Convexhull around a diffuse binary mask

Hi,

I am new to OpenCV and am currently trying to enclose a binary mask, with fairly diffuse white/True regions in a convex hull.
Here is an example mask, and the result of the simple one liner one can use in skimage:

enclosed_mask = morph.convex_hull_image(mask)

For reasons I won’t go into, I am trying to achieve the same with openCV, and I have spent the day spinning my wheels.

Following the tutorial in the official docs, and tweaking various resources I came across here what I have tried, with the same mask image.

import cv2
import tifffile as tiff
import numpy as np
import matplotlib.pylab as plt
import skimage.morphology as morphology

mask = tiff.imread("/home/pauln/CraftProspect/TER/wildfire_samples/unet_masks_0.1_2.tiff")
enclosed_mask = morphology.convex_hull_image(mask)

# Find contours: OpenCV 4.x
contours, _ = cv2.findContours(mask, cv2.RETR_EXTERNAL, cv2.CHAIN_APPROX_NONE)

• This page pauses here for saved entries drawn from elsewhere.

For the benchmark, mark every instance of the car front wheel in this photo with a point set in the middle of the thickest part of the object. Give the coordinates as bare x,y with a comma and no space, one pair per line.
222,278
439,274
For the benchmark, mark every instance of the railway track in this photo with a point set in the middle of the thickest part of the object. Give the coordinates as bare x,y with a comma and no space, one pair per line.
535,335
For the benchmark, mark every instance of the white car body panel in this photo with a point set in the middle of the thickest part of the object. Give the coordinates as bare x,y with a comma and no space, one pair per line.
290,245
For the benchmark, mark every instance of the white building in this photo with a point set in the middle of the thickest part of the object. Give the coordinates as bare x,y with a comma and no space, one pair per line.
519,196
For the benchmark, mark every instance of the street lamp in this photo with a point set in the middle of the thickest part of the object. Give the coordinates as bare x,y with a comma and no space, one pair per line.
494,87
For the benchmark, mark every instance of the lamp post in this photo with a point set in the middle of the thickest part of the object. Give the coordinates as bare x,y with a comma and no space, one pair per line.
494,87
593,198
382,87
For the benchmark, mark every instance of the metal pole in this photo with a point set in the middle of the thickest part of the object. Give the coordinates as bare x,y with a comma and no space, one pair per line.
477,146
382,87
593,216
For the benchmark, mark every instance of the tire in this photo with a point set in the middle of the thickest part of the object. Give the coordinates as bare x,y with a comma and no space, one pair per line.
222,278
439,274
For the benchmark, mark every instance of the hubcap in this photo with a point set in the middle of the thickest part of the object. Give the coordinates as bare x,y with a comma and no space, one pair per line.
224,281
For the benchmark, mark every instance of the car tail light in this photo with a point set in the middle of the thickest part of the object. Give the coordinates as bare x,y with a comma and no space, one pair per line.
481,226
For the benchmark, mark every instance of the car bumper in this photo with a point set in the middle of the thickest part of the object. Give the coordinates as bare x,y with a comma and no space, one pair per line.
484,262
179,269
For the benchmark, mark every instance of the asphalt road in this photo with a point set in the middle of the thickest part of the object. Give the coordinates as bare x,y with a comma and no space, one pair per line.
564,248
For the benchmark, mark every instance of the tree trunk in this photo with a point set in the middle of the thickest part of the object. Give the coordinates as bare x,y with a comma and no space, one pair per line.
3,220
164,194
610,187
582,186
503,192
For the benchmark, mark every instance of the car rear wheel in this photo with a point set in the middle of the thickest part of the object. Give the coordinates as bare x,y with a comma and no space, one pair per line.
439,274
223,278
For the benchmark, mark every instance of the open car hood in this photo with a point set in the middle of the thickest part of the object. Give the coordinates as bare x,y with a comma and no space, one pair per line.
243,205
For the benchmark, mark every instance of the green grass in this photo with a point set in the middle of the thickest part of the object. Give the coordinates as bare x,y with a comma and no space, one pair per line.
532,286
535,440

contours_poly = [None]*len(contours)
hulls = [None]*len(contours)
for i, c in enumerate(contours):
    contours_poly[i] = cv2.approxPolyDP(c, 3, True)
    hulls[i] = cv2.convexHull(c)

hull = np.zeros(mask.shape, np.uint8)
hull = cv2.drawContours(hull, hulls, -1, 255, cv2.FILLED)

fig,ax = plt.subplots(1,3,figsize=(12,4))
ax[0].imshow(mask, cmap="gray")
ax[1].imshow(enclosed_mask, cmap="gray")
ax[2].imshow(hull, cmap="gray")

plt.show()
plt.savefig("/home/pauln/cv2mask.png")

I get out an image which is unchanged.

I have played about with a few variations of this, and the best I have managed is to have some smaller regions enclosed, but still a very diffuse image.

Could someone please set me on the right track on how to achieve the same result as the skimage method?

For a bonus point, is there a way within openCV to separately enclose two or more distinct (but still diffuse) regions in the same mask, perhaps separated by some arbitrary distance (like morphology.convex_hull_object()

Thanks in advanced!

Edit: correct image attached

basically, findcontours + convex hull (over ALL points from the contours) + drawing… is the “equivalent”

scrap the approxpolydp, it’s superfluous. that includes contours_poly.

the loop and associated variables merely constructs a convex hull per contour, which isn’t what you want. scrap that.

I think cv2.convexHull(np.vstack(contours)) should work. takes all the points from all contours, and does a convex hull once.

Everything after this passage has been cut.